La demande croissante des entreprises en produits sonores

Jean-Yves Le Porcher, directeur de l’expérience sonore d’Ircam amplify
Le 6 mars 2024 |
4 min. de lecture
Jean-yves le porcher
Jean-Yves Le Porcher
directeur de l’expérience sonore d’Ircam amplify
En bref
  • Ircam Amplify est une filiale commerciale de l'Ircam créée pour répondre à la demande croissante des entreprises en produits sonores.
  • Le son a une place grandissante dans la vie quotidienne, notamment car il est associé à la gestion des interfaces homme-machine et permet à l’utilisateur de se repérer.
  • La méthode SpeaK a été mise au point par l’Ircam pour caractériser les sons et étoffer le vocabulaire sonore.
  • Selon une étude, le son peut influer à hauteur de 40 % sur l’intention d’achat d’un consommateur.
  • Le son influe sur les comportements d'achat, la sécurité routière et l'expérience utilisateur, nécessitant une attention particulière dans la conception des produits.

Qu’est-ce qu’Ircam Amplify ?

C’est une fil­iale de l’Ircam (Insti­tut de recherch­es et coor­di­na­tion acoustique/musique). Après la mise en place d’une activ­ité de val­ori­sa­tion indus­trielle en interne, l’Ircam a créé cette fil­iale com­mer­ciale dédiée, pour le trans­fert tech­nologique de ses travaux de recherche.
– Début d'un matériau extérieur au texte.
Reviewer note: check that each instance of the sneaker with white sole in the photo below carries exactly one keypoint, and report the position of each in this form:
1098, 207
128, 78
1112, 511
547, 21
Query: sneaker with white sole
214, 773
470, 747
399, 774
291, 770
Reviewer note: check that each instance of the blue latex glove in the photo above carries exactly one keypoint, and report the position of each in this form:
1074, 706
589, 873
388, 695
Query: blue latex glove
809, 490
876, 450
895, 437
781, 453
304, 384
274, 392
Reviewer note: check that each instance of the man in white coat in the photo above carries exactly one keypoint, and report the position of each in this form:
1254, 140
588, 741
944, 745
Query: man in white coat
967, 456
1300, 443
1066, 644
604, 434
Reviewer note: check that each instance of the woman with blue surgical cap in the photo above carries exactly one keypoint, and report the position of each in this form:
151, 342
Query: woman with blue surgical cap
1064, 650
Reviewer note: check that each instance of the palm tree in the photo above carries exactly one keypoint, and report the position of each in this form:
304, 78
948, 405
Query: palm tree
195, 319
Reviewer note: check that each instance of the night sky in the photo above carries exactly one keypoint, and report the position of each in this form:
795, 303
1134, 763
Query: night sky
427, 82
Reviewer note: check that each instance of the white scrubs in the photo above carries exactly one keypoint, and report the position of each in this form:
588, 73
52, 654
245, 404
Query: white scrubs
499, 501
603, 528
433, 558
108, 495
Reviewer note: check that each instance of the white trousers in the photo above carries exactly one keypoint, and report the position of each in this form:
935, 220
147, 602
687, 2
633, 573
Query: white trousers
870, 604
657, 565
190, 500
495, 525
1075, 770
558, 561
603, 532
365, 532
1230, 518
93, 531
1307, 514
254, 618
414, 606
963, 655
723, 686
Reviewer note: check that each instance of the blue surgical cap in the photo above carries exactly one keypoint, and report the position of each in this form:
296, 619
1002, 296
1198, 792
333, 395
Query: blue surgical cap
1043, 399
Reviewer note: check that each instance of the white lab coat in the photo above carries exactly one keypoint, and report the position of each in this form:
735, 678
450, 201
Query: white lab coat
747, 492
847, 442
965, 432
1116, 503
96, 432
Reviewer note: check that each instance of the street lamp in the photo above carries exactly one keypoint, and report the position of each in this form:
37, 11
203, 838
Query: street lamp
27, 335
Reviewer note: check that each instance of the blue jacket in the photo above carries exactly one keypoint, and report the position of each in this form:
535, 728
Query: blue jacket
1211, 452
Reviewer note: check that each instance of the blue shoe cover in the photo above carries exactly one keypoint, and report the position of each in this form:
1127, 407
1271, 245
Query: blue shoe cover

Ces dernières années, il y avait une demande crois­sante d’entreprises divers­es pour des pro­duits sonores. C’est à ce besoin que nous répon­dons, avec une équipe d’une trentaine de per­son­nes com­prenant des sci­en­tifiques (ingénieurs, chercheurs) et des créat­ifs (design­ers). Nous traitons du son dans toutes ses dimen­sions, depuis le son émis, trans­for­mé, trans­porté, jusqu’à sa diffusion.Nous sommes divisés en deux pôles : un pôle développe­ment de tech­nolo­gies pour les artistes et l’in­dus­trie musi­cale et un pôle de créa­tion d’ex­péri­ences sonores. Le pre­mier développe essen­tielle­ment des pro­duits et des logi­ciels pour les pro­fes­sion­nels du secteur musi­cal, de l’industrie auto­mo­bile ou de l’industrie des objets con­nec­tés. Le sec­ond pôle, « expéri­ence » que je dirige, crée des pro­duits et ser­vices inno­vants qui trans­for­ment notre expéri­ence du son au quo­ti­di­en. Ils répon­dent aux besoins de clients inter­na­tionaux issus de toute sorte d’industries, de la musique à l’automobile en pas­sant par l’industrie du luxe.

Vous créez des « signatures sonores », en associant des sons à des produits ?

Oui, nous esti­mons que le son peut être un mar­queur aus­si impor­tant que l’image pour iden­ti­fi­er une mar­que. La ques­tion s’est posée très con­crète­ment pen­dant le con­fine­ment. Com­ment percevoir – et ven­dre – un par­fum qu’on ne peut pas le sen­tir ? Quel est le son d’une odeur ? Et celui d’un goût ? Nous nous appuyons sur la pol­y­sen­so­ri­al­ité. Ce mot désigne un phénomène neu­rologique qui se pro­duit quand une infor­ma­tion, des­tinée à stim­uler un de nos cinq sens, en sol­licite un autre. Chez cer­taines per­son­nes, un son peut aller jusqu’à provo­quer un goût en bouche, ou être asso­cié à une couleur. Notre tra­vail en tant que design­ers sonores est de chercher le son qui évo­quera le mieux une notion, un ingré­di­ent, pour une cible don­née. Mais si nous avons un vocab­u­laire très dévelop­pé pour le goût ou l’odorat, que nous savons définir des notions clés comme l’âpre ou l’amer, nous sommes très lim­ités en ce qui con­cerne le vocab­u­laire sonore. Nous nous sommes donc appuyés sur la méth­ode SpeaK, mise au point au lab­o­ra­toire « Per­cep­tion et design sonore » de l’Ircam, pour car­ac­téris­er les sons.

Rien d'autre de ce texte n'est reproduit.